Sudut Pandang Ayat-ayat Kitab Suci diturunkan oleh Robert Estienne, bukan Allah, Serial Sastra, Sejarah, dan Arkeologi Alkitab
Ribuan tahun lalu bagian terbesar manusia buta huruf. Untuk mengajarkan agama kepada mereka yang buta huruf dan anak-anak ditekankan menghafal kata dan kalimat dalam Kitab Suci. Untuk menolong penghafalan bacaan Kitab Suci dilagukan, dilantunkan. [Saya sendiri bisa hafal 12 murid Yesus dan urutan nama kitab-kitab di PB karena diajarkan lewat lagu saat masih anak-anak.]
Sejalan dengan waktu Gereja terus bergerak mendirikan sekolah-sekolah agar umat melèk huruf. Persekolahan di Barat menjadi maju dan mapan berkat peran besar Gereja. Bahkan di Indonesia jejak itu dapat dilihat dengan penggunaan nama jabatan gerejawi rektor, dekan, lektor di perguruan tinggi.
Industri percetakan pun begitu maju. Buku literatur makin banyak dicetak. Adalah Robert Estienne, pengusaha penerbitan dan percetakan, pada abad 16 merintis pembagian teks-teks Alkitab menjadi ayat-ayat dan pasal yang kemudian dinomori. Pada 1551 untuk kali pertama ia mencetak Alkitab PB dengan pembagian ayat dan pasal yang dinomori.
Sebelum itu Alkitab tidak mengenal ayat. Buktinya para petulis Injil selalu menyebut “Ada tertulis ... ”. Mereka tidak menyebut “Ada ayat ... ”. Dengan pencirian nomor-nomor itu Alkitab menjadi alasdata (database). Untuk memungut (retrieve) teks orang cukup menyebut nomor-nomor ayat, tak perlu lagi bersusah payah menghafal.

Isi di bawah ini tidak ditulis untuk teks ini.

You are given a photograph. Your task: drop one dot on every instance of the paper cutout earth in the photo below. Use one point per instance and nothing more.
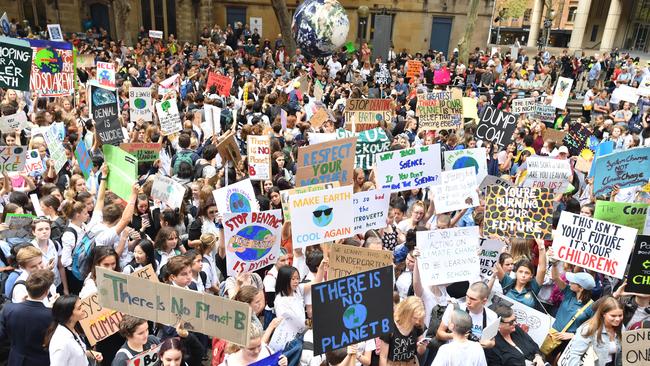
(320, 27)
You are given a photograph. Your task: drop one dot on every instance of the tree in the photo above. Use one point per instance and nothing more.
(282, 14)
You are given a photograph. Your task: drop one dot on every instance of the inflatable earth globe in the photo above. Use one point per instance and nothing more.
(320, 27)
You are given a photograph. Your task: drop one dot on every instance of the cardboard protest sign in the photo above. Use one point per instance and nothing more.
(236, 198)
(626, 168)
(410, 168)
(325, 216)
(12, 158)
(448, 255)
(562, 92)
(52, 68)
(496, 126)
(638, 276)
(168, 191)
(346, 260)
(170, 119)
(123, 168)
(370, 210)
(593, 244)
(518, 212)
(143, 151)
(365, 114)
(82, 155)
(259, 157)
(326, 162)
(252, 240)
(16, 56)
(475, 158)
(623, 213)
(284, 195)
(523, 105)
(456, 190)
(440, 110)
(162, 303)
(352, 309)
(543, 172)
(140, 104)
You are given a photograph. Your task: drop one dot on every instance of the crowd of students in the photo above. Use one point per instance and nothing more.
(440, 325)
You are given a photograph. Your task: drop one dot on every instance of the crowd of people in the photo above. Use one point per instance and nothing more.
(438, 325)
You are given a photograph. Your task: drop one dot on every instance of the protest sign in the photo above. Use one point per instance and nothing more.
(538, 323)
(448, 255)
(259, 157)
(627, 168)
(410, 168)
(326, 162)
(623, 213)
(143, 151)
(496, 126)
(140, 104)
(12, 158)
(440, 110)
(593, 244)
(352, 309)
(562, 92)
(168, 191)
(52, 68)
(475, 158)
(523, 105)
(365, 114)
(9, 124)
(370, 210)
(638, 276)
(162, 303)
(284, 195)
(123, 168)
(325, 216)
(518, 212)
(489, 255)
(252, 240)
(83, 158)
(346, 260)
(236, 198)
(170, 119)
(98, 322)
(456, 190)
(16, 57)
(543, 172)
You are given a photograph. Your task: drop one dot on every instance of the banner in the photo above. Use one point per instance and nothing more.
(352, 309)
(252, 240)
(456, 190)
(465, 158)
(16, 58)
(593, 244)
(259, 157)
(448, 255)
(123, 171)
(236, 198)
(162, 303)
(543, 172)
(440, 110)
(52, 68)
(627, 168)
(518, 212)
(496, 126)
(326, 162)
(411, 168)
(140, 104)
(325, 216)
(370, 210)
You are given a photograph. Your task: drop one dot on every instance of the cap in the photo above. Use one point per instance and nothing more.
(581, 279)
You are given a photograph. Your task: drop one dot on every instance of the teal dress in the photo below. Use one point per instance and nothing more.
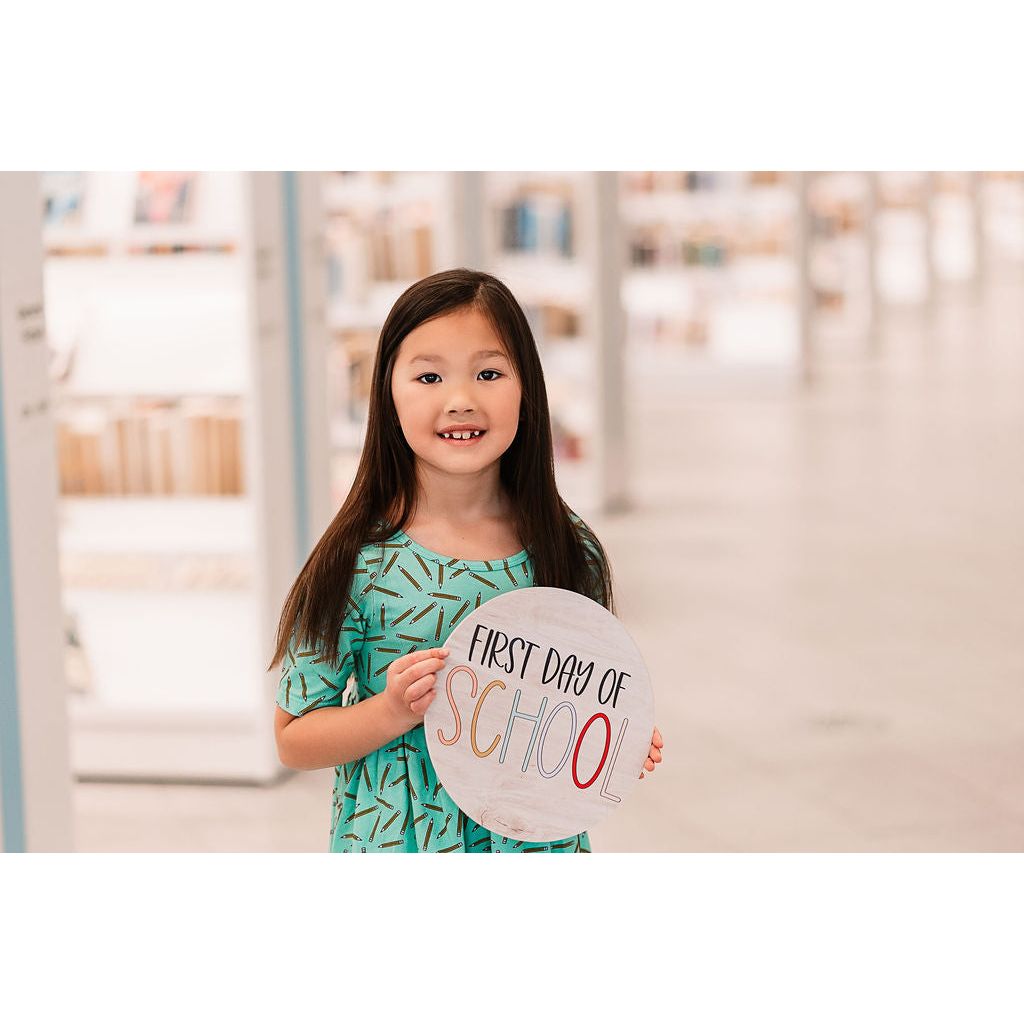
(403, 598)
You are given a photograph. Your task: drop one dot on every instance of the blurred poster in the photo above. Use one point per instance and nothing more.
(64, 193)
(164, 198)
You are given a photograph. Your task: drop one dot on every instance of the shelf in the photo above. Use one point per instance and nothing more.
(157, 524)
(363, 193)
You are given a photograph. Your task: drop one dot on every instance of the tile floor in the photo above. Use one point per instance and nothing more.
(827, 585)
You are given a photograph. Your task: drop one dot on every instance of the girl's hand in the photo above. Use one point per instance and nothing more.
(411, 682)
(654, 755)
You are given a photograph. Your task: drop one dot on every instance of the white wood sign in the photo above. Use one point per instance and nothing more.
(543, 716)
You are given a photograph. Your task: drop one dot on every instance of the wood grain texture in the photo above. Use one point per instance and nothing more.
(540, 742)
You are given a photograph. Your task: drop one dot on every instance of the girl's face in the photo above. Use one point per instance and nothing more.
(452, 374)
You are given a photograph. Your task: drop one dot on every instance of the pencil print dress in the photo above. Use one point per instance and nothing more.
(403, 598)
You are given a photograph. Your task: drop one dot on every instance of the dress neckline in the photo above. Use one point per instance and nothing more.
(477, 564)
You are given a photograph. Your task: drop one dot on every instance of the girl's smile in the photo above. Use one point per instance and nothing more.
(455, 388)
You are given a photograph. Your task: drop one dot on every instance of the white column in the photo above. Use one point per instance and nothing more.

Dengan demikan secara historis ayat-ayat Kitab Suci diturunkan oleh Robert Estienne, bukan Allah. Estienne sangat berjasa. Umat tak perlu lagi menghafal ribuan kalimat Kitab Suci. Ruang memori dapat dialokasikan untuk pembelajaran yang lain.
Sungguh ironis di Indonesia masa kini Pemerintah memberi tempat kepada penghafal Kitab Suci untuk menjadi anggota TNI/Polisi, PNS, mahasiswa PTN, dll. Indonesia disamakan dengan masa ribuan tahun lalu yang mayoritas rakyatnya penyandang buta huruf.